There is Just One V in Big Data
According to Gartner, 64% of organizations surveyed have purchased or were planning to invest in Big Data systems. More and more companies are diving into their data, trying to put it to use to minimize customer churn, analyze financial risk, and improve the customer experience.
Of that 64%, 30% have already invested in Big Data technology, 19% plan to invest within the next year, and another 15% plan to invest within two years. Less than 8% of Gartner’s 720 respondents, however, have actually deployed Big Data technology. This is bad, because most companies simply don’t know what they’re doing when it comes to Big Data.
Over the years, we have heard that Big Data is Volume, Velocity, and Variety. I feel this is one of the reasons why despite the Big Data hype, most companies are still stuck in neutral is because of this limited view.
- Volume: Terabytes to Exabytes, petabytes to Zetabytes of lots of data
- Velocity: Streaming data, milliseconds to seconds, how fast data is produced, and how fast the data must be processed to meet the need or demand
- Variety: Structured, unstructured, text, multimedia, video, audio, sensor data, meter data, html, text, e-mails, etc.
For us, the focus is on collection of data. After all, we are prone to be hoarders. Wired by our survival extinct to collect and hoard for the leaner winter months that may come. So while we hoard data, as much as we can, for the illusive “What if?” scenario. “Maybe this will be useful someday.” It’s this stockpiling of Big Data without application that makes it useless.

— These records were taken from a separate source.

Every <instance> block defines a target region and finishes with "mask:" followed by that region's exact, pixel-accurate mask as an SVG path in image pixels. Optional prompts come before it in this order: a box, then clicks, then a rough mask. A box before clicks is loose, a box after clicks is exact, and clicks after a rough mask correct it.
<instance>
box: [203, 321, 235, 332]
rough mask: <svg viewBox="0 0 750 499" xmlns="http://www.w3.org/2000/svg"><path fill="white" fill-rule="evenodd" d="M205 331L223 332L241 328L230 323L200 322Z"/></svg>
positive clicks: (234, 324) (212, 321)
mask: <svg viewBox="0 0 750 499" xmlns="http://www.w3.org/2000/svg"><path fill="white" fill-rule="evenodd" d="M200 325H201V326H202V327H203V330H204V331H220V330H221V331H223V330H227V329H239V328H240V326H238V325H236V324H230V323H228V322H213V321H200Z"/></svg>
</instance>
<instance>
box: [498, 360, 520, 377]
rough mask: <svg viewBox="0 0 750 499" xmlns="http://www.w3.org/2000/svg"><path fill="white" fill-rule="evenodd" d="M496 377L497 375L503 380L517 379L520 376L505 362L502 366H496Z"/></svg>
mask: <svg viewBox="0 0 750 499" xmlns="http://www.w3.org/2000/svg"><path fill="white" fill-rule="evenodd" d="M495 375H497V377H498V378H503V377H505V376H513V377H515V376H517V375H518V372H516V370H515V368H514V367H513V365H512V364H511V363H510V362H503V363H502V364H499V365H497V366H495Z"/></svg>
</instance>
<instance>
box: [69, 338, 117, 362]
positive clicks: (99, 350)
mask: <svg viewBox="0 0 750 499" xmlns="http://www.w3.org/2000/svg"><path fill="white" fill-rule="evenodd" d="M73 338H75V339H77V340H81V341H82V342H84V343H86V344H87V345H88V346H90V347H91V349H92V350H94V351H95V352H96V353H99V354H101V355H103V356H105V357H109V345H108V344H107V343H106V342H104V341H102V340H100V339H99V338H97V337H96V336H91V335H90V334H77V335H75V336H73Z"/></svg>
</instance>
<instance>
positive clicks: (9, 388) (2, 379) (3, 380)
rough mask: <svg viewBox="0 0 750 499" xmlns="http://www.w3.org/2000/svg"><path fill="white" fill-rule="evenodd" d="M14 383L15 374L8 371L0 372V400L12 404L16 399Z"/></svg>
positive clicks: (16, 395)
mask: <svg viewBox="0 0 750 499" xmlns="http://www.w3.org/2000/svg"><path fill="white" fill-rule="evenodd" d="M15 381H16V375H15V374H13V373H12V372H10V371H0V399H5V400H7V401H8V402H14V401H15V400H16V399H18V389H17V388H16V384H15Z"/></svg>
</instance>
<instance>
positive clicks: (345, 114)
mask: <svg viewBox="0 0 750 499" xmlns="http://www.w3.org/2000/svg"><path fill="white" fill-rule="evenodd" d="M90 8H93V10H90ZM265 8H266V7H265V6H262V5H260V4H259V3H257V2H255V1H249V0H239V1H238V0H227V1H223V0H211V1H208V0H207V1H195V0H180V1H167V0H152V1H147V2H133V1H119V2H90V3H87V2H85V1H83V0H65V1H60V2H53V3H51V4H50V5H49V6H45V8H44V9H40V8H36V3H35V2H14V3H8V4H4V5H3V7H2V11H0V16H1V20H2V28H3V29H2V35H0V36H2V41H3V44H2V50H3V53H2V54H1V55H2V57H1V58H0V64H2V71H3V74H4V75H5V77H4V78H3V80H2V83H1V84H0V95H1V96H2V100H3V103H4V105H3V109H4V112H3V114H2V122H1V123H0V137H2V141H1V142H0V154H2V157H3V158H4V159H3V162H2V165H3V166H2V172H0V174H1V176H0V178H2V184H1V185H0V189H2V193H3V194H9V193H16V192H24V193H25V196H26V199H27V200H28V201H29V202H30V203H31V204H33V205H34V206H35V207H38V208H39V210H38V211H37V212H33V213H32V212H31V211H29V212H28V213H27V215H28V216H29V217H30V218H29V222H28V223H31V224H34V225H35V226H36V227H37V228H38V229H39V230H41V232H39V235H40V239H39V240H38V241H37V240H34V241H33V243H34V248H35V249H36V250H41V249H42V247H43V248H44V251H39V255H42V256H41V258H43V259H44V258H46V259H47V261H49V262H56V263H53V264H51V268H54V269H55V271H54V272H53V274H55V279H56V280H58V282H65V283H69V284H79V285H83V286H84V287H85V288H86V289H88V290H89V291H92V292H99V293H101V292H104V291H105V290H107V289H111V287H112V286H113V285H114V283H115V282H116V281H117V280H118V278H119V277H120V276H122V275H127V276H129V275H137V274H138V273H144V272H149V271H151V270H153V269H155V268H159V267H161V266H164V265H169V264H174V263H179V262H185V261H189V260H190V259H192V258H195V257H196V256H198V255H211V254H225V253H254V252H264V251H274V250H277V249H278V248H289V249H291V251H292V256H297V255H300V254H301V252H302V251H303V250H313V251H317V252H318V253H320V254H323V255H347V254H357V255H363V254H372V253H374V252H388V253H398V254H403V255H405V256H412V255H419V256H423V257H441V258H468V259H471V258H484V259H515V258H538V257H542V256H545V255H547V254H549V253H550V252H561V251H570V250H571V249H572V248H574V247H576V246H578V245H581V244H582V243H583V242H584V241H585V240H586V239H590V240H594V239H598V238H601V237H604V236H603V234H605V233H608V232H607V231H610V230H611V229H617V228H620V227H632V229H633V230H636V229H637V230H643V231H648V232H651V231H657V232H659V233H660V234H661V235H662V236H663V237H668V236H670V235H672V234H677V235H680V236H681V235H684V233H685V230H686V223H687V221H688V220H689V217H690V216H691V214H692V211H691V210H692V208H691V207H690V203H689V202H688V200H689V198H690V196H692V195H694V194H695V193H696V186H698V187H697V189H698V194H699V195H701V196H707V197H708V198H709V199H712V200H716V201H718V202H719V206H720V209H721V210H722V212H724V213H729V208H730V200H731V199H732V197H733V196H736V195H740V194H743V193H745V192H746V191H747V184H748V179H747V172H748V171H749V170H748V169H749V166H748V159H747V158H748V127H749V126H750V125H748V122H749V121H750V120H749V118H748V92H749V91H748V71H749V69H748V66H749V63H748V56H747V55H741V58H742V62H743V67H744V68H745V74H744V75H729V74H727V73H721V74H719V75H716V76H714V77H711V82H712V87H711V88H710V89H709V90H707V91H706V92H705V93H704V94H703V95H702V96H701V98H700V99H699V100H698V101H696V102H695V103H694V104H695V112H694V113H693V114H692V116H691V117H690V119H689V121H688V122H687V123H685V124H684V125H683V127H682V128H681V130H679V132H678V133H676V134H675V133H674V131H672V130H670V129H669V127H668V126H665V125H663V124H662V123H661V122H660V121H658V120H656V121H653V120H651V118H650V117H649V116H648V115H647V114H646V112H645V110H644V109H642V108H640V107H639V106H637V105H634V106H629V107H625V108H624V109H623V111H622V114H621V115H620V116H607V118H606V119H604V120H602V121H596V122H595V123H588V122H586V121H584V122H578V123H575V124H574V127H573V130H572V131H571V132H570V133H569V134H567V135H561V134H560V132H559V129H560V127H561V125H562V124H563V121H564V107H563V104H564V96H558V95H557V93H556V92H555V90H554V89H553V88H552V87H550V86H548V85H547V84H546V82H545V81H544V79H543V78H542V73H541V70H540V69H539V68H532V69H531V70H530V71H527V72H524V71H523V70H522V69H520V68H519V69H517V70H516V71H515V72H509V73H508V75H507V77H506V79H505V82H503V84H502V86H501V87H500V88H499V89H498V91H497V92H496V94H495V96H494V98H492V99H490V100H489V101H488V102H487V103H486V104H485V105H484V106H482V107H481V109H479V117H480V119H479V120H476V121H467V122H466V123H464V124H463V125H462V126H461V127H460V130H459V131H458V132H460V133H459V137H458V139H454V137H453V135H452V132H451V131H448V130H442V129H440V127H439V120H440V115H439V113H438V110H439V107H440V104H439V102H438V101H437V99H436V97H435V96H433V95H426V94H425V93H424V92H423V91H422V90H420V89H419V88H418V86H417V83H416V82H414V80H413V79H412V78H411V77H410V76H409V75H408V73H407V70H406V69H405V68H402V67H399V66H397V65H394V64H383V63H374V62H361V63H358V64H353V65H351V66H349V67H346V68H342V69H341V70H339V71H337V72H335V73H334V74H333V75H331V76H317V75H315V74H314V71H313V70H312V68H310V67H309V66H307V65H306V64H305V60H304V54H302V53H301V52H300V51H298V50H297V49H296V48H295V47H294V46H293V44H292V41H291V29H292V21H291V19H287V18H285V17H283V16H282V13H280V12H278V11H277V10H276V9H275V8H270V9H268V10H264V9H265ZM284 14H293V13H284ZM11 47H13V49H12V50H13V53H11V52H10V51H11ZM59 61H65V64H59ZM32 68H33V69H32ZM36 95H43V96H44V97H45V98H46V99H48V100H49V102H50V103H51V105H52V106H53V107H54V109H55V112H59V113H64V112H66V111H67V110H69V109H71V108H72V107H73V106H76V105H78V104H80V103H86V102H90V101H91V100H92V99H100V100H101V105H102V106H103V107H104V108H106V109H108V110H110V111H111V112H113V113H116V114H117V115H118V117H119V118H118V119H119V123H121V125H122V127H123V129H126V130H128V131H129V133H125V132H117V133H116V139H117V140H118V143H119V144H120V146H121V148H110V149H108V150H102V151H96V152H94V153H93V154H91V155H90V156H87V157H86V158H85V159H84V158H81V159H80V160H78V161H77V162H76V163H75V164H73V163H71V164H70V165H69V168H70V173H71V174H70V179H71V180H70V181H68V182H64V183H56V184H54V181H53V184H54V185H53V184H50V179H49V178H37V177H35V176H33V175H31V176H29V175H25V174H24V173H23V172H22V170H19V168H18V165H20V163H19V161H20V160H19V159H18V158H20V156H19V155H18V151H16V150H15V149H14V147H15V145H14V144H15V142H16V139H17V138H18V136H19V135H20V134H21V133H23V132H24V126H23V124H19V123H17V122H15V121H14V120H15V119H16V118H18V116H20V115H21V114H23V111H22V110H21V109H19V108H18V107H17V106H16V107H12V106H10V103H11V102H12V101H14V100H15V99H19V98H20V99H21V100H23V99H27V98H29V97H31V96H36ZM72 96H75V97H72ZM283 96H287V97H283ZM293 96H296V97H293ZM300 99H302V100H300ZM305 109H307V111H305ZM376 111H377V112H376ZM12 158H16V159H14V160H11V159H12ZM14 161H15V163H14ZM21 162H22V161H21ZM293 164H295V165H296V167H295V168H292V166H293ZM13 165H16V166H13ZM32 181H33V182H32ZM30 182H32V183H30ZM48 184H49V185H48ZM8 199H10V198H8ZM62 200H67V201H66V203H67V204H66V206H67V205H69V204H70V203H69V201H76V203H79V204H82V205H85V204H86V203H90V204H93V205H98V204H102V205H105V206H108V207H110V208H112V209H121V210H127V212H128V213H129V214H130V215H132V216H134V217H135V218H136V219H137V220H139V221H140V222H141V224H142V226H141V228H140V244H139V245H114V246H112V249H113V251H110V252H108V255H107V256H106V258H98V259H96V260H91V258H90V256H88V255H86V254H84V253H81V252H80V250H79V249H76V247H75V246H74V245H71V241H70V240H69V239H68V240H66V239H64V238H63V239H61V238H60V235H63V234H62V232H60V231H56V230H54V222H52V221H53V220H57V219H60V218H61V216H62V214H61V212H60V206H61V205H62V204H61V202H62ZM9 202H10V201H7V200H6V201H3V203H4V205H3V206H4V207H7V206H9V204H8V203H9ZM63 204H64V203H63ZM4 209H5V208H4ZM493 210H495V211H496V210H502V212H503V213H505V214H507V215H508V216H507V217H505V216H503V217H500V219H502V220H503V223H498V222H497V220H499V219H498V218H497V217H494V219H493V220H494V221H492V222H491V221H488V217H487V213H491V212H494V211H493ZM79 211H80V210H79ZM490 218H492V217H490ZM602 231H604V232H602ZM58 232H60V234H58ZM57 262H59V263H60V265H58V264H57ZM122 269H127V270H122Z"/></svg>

While Volume, Velocity, and Variety are focused on collection of data, Gartner, in 2014, introduced 3 additional Vs: Veracity, Variability, and Value which focus on usefulness of the data.

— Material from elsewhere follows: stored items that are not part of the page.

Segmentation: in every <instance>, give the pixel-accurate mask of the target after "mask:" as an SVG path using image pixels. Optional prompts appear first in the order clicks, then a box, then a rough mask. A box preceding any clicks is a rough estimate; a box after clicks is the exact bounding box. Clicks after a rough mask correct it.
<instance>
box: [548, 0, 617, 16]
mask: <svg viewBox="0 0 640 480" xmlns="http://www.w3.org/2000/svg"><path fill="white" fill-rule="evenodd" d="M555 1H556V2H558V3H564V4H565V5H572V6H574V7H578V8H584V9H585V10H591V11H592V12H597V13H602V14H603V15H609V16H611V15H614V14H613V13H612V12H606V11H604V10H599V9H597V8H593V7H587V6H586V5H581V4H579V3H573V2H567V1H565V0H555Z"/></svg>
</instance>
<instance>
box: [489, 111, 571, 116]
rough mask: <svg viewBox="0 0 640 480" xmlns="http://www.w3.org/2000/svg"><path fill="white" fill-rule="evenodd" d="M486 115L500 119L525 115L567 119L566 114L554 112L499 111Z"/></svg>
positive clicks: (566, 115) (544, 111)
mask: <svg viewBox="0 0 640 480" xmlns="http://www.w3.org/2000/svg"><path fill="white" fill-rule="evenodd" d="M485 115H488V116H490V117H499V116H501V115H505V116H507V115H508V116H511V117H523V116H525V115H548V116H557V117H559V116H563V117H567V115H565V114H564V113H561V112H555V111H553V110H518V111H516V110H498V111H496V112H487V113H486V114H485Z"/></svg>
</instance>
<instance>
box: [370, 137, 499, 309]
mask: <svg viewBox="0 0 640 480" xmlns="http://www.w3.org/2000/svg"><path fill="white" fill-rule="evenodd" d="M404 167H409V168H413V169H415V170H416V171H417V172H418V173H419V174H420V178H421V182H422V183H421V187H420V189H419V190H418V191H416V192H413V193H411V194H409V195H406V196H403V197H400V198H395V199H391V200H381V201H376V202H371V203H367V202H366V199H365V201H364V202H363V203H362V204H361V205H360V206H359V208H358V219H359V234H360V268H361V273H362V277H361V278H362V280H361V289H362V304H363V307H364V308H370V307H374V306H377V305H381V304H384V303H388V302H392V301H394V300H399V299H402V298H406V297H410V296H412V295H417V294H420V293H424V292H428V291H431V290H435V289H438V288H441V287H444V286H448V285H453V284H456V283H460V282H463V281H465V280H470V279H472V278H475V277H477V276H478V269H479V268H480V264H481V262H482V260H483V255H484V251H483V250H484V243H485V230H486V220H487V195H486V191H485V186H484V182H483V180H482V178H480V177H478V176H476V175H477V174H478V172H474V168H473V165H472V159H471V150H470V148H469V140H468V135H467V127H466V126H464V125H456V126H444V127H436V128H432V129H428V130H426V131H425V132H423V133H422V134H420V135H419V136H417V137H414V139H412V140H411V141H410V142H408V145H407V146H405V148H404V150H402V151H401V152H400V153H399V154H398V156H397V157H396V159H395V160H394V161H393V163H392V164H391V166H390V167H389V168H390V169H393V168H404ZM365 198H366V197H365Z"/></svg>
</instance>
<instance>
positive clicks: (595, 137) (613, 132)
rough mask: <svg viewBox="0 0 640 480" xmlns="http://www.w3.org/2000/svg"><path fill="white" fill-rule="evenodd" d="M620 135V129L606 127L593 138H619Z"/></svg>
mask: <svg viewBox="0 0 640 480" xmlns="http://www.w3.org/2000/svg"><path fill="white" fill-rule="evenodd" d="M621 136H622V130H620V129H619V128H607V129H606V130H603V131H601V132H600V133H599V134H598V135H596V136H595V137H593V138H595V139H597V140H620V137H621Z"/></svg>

- Veracity: Uncertainty due to data inconsistency and incompleteness, ambiguities, latency, deception, model approximations, accuracy, quality, truthfulness or trustworthiness
- Variability: The differing ways in which the data may be interpreted, different questions require different interpretations
- Value: Data for co-creation and deep learning
I believe that perfecting as few as 5% of the relevant variables will get a business 95% of the same benefit. The trick is identifying that viable 5%, and extracting meaningful information from it. In other words, “Value” is the long pole in the tent.